The science doesn’t always hold up; it’s been said the atmosphere wouldn’t actually be able to generate the initial storm, for example, and we see a manual docking procedure in space which is unlikely (after the collapse of the USSR the Russian space agency decided to save money by not paying for the now Ukrainian automated guidance system for supplying the Mir Space Station, with the resultant manual attempt a devastating crash that shut down half of the power to the station and left the Spektr module inoperable), but all these things are minor details and don’t ultimately matter – the science critical to the plot, especially relating to survival, is often both sound and interesting, although certain characters do seem to keep ideas to themselves for a questionable amount of time.

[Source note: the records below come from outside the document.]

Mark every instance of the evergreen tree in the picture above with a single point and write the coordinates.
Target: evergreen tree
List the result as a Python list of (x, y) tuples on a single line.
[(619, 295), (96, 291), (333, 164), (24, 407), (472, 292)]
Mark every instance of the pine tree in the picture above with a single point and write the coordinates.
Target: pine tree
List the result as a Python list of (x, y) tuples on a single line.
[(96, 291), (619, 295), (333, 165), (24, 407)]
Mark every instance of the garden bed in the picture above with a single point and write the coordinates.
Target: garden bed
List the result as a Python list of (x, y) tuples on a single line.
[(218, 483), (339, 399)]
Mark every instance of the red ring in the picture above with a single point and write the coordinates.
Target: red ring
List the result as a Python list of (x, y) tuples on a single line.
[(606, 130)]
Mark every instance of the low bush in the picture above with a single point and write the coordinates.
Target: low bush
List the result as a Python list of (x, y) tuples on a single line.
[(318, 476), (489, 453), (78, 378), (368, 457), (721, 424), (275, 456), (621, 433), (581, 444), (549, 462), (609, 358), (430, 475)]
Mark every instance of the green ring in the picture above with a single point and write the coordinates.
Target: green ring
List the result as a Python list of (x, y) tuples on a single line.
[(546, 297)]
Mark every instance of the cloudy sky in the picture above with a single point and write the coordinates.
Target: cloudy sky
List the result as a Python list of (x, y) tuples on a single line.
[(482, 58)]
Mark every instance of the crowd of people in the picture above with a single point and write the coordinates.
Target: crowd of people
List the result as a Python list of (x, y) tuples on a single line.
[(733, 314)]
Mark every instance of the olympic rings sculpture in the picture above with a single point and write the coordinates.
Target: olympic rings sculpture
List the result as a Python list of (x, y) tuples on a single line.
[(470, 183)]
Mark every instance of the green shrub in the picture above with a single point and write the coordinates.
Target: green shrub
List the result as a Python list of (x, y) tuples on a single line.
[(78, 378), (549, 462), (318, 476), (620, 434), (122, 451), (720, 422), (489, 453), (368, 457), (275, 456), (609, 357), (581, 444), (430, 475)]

Adapted from Andy Weir’s 2011 novel by screenwriter Drew Goddard (‘World War Z‘, ‘The Cabin in the Woods’ 12) and with several big names in support: Jessica Chastain (who actually gets to go into space this time after ‘Interstellar‘), Kate Mara, Kristen Wiig, Jeff Daniels, Chiwetel Ejiofor, Sean Bean and Benedict Wong as the head of the Jet Propulsion Lab (not wise – apparently no one remembers Danny Boyle’s ‘Sunshine’ {07} come the 2030s) and they, together with Damon and great visuals of Mars (Martian scenes were filmed in Jordan, and visors were commonly omitted for the astronauts – they had to be made digitally afterward replete with reflections which is no mean feat) all create an involving human drama on a par with the memorable ‘Apollo 13′ (95). Look out for the bit with the sticky-tape, so annoying.